It is now well known that regular exercise is very important for the overall well-being of our human body. It is now also well established by numerous researches that exercise can also improve brain function. This concept has been studied in the last ten years especially in aging adults (1). For instance, a study by Colombe and Kramer indicates that exercise improves brain function and it also lowers the risk of cognitive impairment when linked to aging. The causes of age-related cognitive impairment and decline can be researched in the processes that impair the health and functioning of living neurons. Exercise would increase the blood flow to the brain maintaining a steadier level of growth promoting an ideal neuron function. More specifically, the positive effects of exercise on the brain happen in a region called hippocampus (2).

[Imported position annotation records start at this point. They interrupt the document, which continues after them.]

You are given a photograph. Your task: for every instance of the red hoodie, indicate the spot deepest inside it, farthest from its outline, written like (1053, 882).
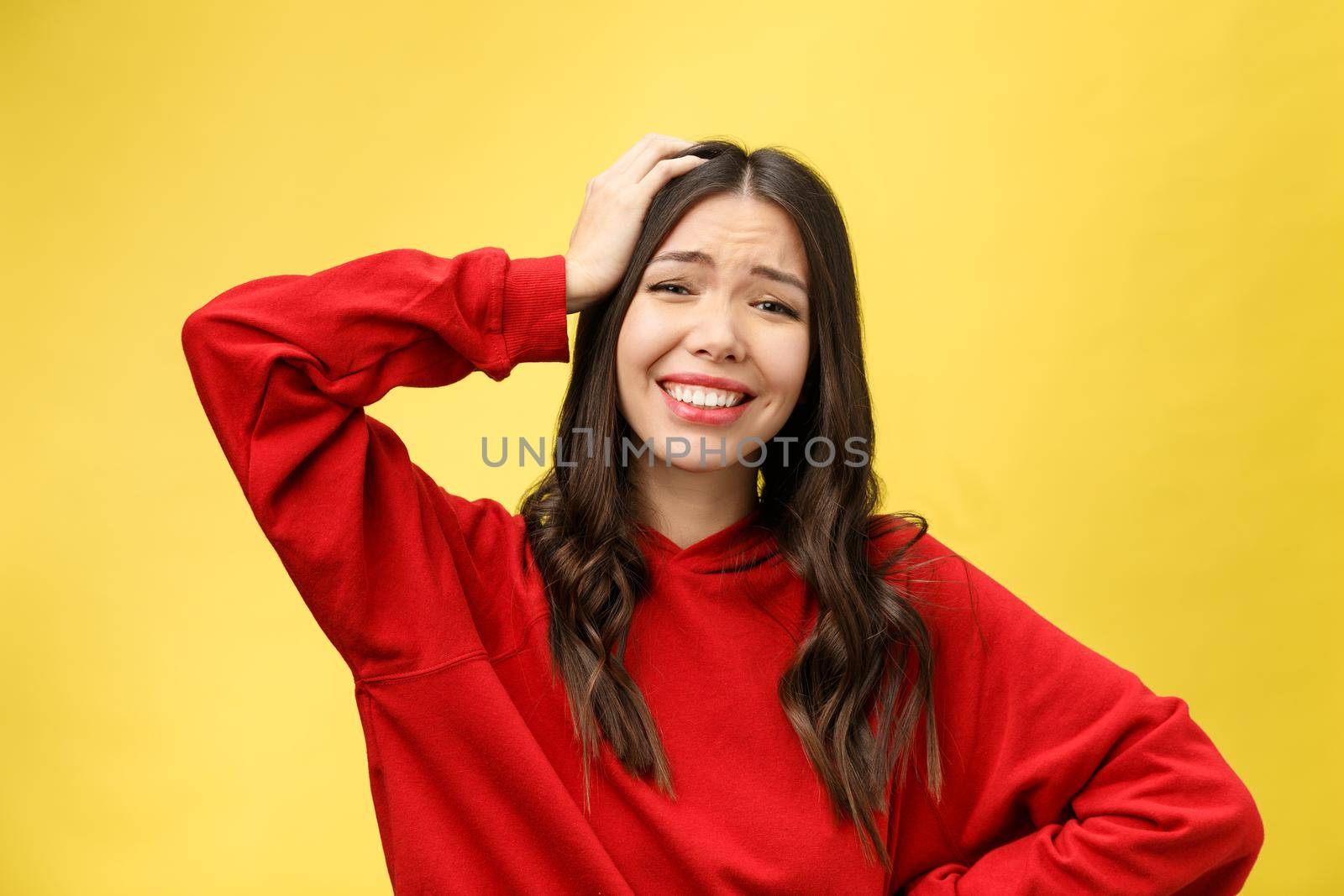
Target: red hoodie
(1065, 774)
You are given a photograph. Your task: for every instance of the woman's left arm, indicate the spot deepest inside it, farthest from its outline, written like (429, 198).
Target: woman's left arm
(1065, 774)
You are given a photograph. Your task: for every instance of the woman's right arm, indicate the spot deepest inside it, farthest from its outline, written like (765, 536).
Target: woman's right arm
(284, 365)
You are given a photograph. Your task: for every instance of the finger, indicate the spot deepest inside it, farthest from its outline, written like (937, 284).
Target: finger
(620, 164)
(654, 148)
(665, 170)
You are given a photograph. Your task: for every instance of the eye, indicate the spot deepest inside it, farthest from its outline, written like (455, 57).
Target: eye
(784, 309)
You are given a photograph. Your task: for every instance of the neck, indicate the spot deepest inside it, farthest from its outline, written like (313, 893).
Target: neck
(687, 506)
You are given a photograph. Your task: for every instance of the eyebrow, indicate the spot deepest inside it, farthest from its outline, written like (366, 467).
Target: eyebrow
(696, 257)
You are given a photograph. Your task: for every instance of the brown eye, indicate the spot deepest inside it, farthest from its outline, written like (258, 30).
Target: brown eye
(783, 309)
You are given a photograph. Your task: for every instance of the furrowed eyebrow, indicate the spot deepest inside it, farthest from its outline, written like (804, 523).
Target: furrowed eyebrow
(696, 257)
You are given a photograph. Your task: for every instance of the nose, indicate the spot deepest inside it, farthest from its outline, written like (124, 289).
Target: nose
(714, 333)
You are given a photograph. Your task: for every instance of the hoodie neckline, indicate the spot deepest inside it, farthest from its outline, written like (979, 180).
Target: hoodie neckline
(739, 542)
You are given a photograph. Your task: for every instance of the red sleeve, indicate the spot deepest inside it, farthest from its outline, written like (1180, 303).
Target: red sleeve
(284, 365)
(1063, 773)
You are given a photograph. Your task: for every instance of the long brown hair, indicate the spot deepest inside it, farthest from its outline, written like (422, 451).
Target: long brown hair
(581, 519)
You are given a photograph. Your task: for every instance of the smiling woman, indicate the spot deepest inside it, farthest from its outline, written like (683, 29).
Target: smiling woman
(781, 691)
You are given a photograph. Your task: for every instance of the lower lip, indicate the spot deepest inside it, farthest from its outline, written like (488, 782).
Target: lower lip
(707, 416)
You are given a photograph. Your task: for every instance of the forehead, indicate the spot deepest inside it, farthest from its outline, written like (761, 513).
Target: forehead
(739, 231)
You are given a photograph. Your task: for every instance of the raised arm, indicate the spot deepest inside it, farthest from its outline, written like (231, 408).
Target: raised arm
(1065, 774)
(385, 559)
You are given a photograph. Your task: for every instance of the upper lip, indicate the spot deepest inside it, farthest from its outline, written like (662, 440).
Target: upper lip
(706, 380)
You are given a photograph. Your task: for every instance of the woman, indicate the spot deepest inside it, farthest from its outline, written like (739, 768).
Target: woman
(685, 665)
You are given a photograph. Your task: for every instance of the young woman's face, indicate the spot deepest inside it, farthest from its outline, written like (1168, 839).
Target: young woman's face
(725, 297)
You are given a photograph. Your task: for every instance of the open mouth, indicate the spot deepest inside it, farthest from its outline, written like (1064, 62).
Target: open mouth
(703, 396)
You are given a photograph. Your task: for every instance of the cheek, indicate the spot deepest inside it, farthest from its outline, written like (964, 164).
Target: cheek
(785, 365)
(638, 348)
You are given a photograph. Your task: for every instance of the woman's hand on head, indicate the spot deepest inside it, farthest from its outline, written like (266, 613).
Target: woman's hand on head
(615, 206)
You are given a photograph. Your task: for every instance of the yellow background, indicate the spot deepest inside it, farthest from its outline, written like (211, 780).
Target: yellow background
(1101, 239)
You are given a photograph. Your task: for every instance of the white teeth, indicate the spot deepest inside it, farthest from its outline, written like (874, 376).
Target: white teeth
(701, 396)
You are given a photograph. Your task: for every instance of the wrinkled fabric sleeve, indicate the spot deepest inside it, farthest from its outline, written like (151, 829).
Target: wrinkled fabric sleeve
(386, 560)
(1065, 774)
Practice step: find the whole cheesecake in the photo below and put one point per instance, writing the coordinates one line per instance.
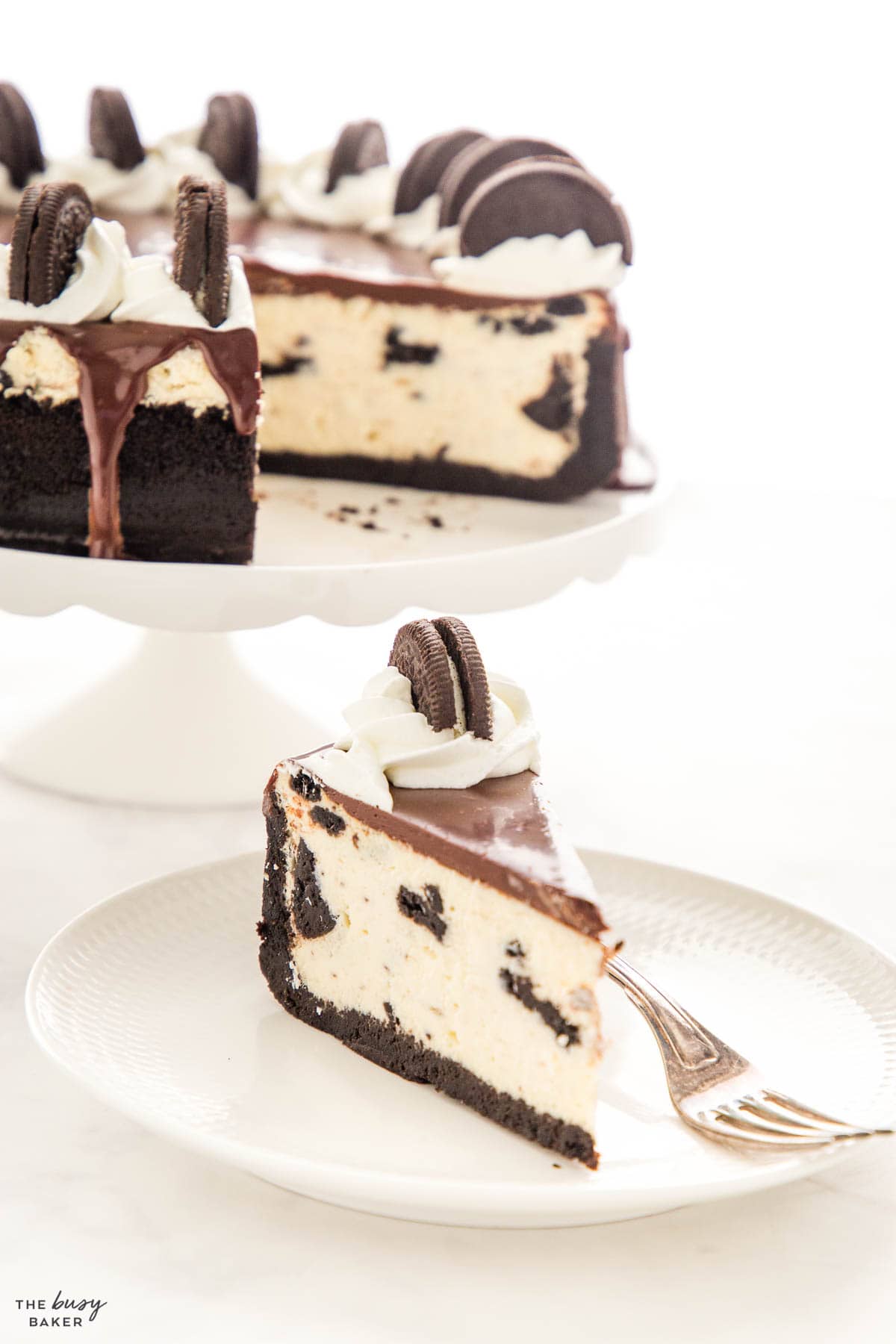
(422, 905)
(131, 390)
(448, 327)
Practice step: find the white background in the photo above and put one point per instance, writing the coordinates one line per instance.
(726, 705)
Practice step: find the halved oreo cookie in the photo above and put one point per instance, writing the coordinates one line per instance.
(20, 149)
(112, 129)
(426, 166)
(200, 246)
(470, 670)
(361, 146)
(421, 655)
(47, 231)
(479, 161)
(541, 196)
(230, 139)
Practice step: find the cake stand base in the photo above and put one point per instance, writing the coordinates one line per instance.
(181, 724)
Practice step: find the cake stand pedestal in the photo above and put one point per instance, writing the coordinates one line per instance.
(183, 722)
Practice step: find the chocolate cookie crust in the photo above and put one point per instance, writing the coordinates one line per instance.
(383, 1042)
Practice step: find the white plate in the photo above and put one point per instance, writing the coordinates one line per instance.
(314, 558)
(155, 1001)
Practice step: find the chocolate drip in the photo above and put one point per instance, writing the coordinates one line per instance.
(113, 363)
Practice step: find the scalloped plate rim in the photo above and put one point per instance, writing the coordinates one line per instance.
(595, 1191)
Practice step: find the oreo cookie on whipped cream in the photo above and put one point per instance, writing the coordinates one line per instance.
(467, 295)
(422, 905)
(136, 399)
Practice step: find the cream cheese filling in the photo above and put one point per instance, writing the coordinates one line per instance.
(449, 994)
(464, 406)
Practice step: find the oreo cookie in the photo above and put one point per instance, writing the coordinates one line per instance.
(200, 246)
(481, 161)
(423, 171)
(112, 129)
(47, 231)
(421, 655)
(361, 146)
(541, 196)
(474, 685)
(20, 149)
(423, 652)
(230, 139)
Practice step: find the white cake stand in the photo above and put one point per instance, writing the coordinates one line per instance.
(184, 722)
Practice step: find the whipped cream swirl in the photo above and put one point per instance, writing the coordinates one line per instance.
(414, 228)
(140, 190)
(108, 281)
(390, 742)
(536, 268)
(94, 288)
(152, 295)
(299, 193)
(10, 195)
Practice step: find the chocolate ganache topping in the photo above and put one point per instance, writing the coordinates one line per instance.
(87, 302)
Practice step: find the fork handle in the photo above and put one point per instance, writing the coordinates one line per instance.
(673, 1027)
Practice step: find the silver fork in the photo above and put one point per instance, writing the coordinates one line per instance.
(715, 1089)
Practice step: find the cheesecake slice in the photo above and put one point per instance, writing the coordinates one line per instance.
(129, 389)
(441, 925)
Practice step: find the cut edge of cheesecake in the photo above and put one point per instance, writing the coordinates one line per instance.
(500, 840)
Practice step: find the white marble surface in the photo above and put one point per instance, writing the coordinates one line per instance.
(726, 705)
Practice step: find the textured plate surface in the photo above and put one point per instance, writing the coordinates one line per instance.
(356, 554)
(155, 1001)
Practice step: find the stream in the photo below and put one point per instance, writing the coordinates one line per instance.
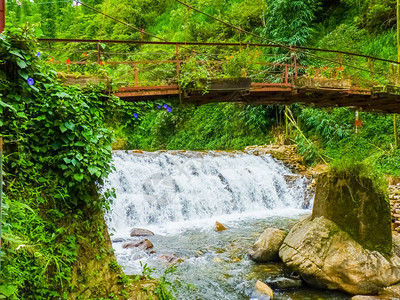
(179, 195)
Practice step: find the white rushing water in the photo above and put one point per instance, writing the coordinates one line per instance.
(179, 196)
(166, 192)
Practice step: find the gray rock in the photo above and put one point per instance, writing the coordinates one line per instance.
(285, 283)
(363, 297)
(267, 246)
(141, 232)
(327, 257)
(359, 208)
(143, 244)
(118, 240)
(391, 292)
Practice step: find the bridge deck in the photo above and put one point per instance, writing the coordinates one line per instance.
(282, 94)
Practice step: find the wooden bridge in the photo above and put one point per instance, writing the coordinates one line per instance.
(205, 73)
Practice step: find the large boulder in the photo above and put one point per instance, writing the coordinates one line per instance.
(327, 257)
(357, 207)
(267, 246)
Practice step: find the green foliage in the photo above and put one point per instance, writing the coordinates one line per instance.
(194, 76)
(290, 22)
(57, 152)
(212, 126)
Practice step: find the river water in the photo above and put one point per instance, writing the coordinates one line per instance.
(180, 195)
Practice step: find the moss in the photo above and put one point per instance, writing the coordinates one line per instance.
(357, 206)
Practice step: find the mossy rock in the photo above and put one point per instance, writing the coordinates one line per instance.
(357, 207)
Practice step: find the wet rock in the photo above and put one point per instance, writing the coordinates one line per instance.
(357, 207)
(264, 289)
(143, 245)
(170, 258)
(219, 227)
(267, 246)
(285, 283)
(363, 297)
(217, 260)
(391, 292)
(141, 232)
(327, 257)
(118, 240)
(396, 243)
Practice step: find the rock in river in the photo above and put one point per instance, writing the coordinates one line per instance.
(267, 246)
(141, 232)
(285, 283)
(264, 289)
(219, 227)
(327, 257)
(143, 245)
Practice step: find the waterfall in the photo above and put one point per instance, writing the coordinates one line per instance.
(172, 187)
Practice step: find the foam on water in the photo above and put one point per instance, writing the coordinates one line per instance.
(168, 192)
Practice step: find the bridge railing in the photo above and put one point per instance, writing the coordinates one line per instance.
(144, 63)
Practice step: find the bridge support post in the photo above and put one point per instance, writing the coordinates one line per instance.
(396, 135)
(2, 15)
(1, 190)
(135, 70)
(178, 72)
(398, 35)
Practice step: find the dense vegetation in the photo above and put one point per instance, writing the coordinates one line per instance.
(57, 150)
(58, 139)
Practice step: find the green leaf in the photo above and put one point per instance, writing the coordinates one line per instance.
(38, 32)
(80, 144)
(3, 104)
(78, 177)
(8, 290)
(69, 125)
(62, 95)
(21, 63)
(93, 170)
(62, 128)
(21, 114)
(67, 160)
(17, 53)
(24, 75)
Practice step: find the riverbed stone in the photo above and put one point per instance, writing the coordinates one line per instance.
(327, 257)
(357, 207)
(264, 289)
(363, 297)
(285, 283)
(267, 246)
(219, 226)
(141, 232)
(143, 245)
(391, 292)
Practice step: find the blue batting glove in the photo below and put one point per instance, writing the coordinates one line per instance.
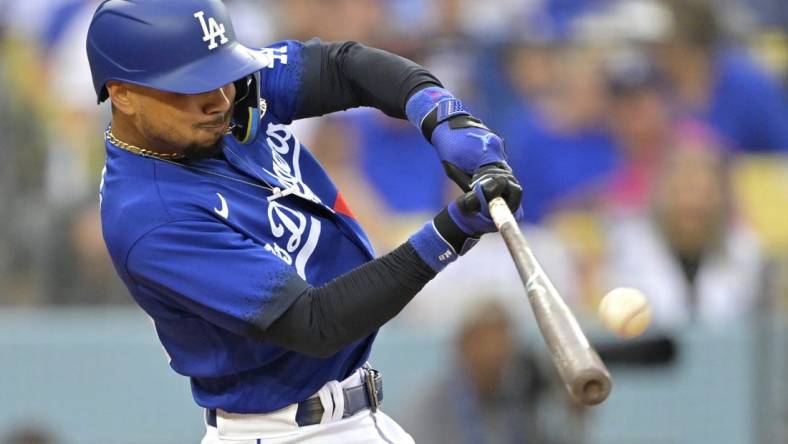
(457, 228)
(463, 143)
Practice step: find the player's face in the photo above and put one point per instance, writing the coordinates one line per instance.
(189, 123)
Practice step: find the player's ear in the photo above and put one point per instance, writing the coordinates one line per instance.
(120, 94)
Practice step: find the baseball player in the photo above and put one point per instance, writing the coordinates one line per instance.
(262, 286)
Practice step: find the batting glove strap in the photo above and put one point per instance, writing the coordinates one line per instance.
(440, 242)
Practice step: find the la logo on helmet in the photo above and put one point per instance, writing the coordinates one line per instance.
(211, 30)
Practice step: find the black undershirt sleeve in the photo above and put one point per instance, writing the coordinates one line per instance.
(343, 75)
(323, 320)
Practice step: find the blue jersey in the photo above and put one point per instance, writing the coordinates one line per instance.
(206, 249)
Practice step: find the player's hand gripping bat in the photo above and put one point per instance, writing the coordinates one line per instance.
(579, 365)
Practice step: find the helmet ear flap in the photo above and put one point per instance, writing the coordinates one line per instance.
(247, 113)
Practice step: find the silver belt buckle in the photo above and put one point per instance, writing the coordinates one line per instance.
(372, 388)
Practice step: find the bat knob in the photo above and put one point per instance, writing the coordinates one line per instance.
(591, 388)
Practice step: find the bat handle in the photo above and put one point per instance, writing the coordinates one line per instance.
(578, 364)
(500, 213)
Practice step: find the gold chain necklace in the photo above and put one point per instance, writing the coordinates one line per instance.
(140, 151)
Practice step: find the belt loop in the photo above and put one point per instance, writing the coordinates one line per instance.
(372, 388)
(327, 402)
(338, 394)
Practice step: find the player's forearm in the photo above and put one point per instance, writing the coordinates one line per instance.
(343, 75)
(323, 320)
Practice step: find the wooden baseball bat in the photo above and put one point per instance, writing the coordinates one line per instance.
(582, 371)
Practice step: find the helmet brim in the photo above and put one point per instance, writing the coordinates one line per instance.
(208, 73)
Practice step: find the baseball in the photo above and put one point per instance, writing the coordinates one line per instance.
(625, 311)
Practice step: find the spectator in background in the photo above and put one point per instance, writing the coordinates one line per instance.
(495, 392)
(688, 253)
(558, 146)
(640, 125)
(717, 83)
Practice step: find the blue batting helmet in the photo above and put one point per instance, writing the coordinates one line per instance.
(181, 46)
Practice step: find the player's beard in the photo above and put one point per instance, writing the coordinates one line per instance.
(196, 151)
(192, 151)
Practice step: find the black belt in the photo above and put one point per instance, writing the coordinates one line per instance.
(366, 396)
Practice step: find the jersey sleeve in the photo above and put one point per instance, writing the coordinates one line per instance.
(282, 78)
(208, 270)
(314, 78)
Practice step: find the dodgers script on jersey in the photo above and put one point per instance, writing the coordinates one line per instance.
(206, 246)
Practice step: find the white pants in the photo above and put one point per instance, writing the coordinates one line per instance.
(280, 427)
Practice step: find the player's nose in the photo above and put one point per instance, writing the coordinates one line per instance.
(219, 101)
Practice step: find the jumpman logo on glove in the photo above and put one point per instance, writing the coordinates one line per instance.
(485, 138)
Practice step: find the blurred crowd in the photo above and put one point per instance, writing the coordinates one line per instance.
(651, 138)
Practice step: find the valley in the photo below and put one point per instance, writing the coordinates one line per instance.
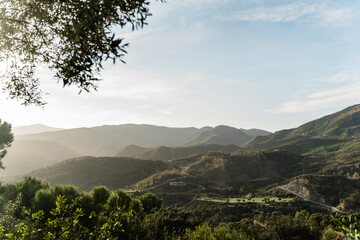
(221, 174)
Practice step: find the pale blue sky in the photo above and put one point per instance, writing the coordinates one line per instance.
(270, 64)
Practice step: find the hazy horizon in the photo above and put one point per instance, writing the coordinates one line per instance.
(269, 65)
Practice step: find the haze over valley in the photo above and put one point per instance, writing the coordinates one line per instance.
(180, 120)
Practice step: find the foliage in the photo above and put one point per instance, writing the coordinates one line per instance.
(73, 38)
(6, 138)
(349, 225)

Potter and Keeling conducted a study aimed to better understand the relation between exercise and memory function.
Their findings indicate that a brief period of moderate exercise is beneficial to improving memory performance on both short and long-term memory mechanisms. Regular bouts of exercise have been shown to improve brain functions, increase growth hormone concentrations and neurogenesis in the hippocampus. The study by Potter and Keeling suggest that periods of timed and short exercise can improve memory function and significantly reduce the effects of daytime circadian rhythms on memory performance (3).
A different but still interesting approach to brain function/improvement, has been taken by Davis, Alderson, and Welsh. They have researched and studied the role of nutrition in relation to nervous system fatigue. They focused on the neurotransmitter serotonin because of the role that it plays in depression, sleepiness, and mood. By altering and increasing the metabolism of brain serotonin, they noticed an increase of physical and mental fatigue during endurance exercise. Linking...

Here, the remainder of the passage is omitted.